"A networking event early this morning triggered a large amount of re-mirroring of EBS volumes in US-EAST-1," the Service Health Watch dashboard said seven hours after the trouble began. "A networking event" could be anything, from the failure of a core switch in the data center to the activity of a backhoe outside it.
What this means to me is that a large amount of EBS storage suddenly became unavailable for unexplained reasons, and the Amazon cloud did what it was supposed to do. There were backup copies elsewhere and it started accessing them and creating a new copy of the data to replace the ones no longer available. It's an article of faith among cloud proponents that three copies of data on different storage elements will protect against an unrecoverable loss. Once one disappears, one of the remaining two becomes the go-to copy, and the system starts replicating a new third copy on different storage.
With the limited information available, yesterday's event appears to have triggered such a large data restructuring effort that EBS and RDS services in other zones were disrupted as well, not for a few minutes but for many hours. This is not equipment failure, but the architecture shooting itself in the foot.
Consider the following postings from the EC2 health dashboard:
2:18 a.m. Pacific: "We can confirm connectivity errors impacting EC2 instances and increased latencies impacting EBS volumes in multiple availability zones ..."
4:09 a.m. Pacific: "EBS volume latency and API errors have recovered in one of the two impacted Availability Zones in US-EAST-1. We are continuing to work to resolve the issues in the second impacted Availability Zone."
6:59 a.m. Pacific: "There has been a moderate increase in error rates for CreateVolume. This may impact the launch of new EBS-backed EC2 instances in multiple availability zones in the US-EAST-1 region."
My interpretation: Something triggered a demand for storage volumes that was so great that a running application wouldn't be able to get one when needed. If your server instance wasn't available in one zone, its backup might not be accessible in another. For some users, if your application was running and needed data, it probably couldn't get it.
Amazon may dispute this view, particularly the fact that the architecture itself was to blame for the delays and service losses that some customers experienced. Whatever the cause, Amazon needs to come up with both a succinct description of the cause and assurance that it's been addressed. There will be many skeptics listening, some doubting what it says.
Cloud computing suffered a setback, a loss of confidence, in this incident. It was 12 hours after the initial notice that customers were assured they could use availability zones other than the one that originated the outage.

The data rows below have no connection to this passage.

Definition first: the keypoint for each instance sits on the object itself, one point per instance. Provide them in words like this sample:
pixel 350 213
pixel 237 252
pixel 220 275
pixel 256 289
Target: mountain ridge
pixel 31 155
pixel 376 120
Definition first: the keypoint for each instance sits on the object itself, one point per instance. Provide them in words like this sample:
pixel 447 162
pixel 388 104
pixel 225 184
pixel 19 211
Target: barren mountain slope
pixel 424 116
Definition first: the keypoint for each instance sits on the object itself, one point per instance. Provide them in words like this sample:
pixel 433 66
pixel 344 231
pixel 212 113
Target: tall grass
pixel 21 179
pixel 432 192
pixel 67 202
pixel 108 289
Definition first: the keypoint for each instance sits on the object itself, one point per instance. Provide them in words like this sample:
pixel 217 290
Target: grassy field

That one was still recovering 36 hours after the start of the incident. It will take a remedy and a lot of good experience by customers before enterprise IT will be convinced the cloud can be made reliable. A commenter on Slashdot.org, JBrodkin, noted Thursday: "The availability zones are close together and can fail at the same time, as we saw today. The outage and ongoing attempts to restore service call into question the effectiveness of availability zones."
Amazon's last post on EC2 service said its troubleshooters are "working this hard and will do so as long as it takes." I hope the cloud architects are chained to their desks as well and come up with a better design, one that ameliorates a crippling surge in traffic when a data protection feature kicks in and starts to run amuck.
Charles Babcock is an editor-at-large for InformationWeek.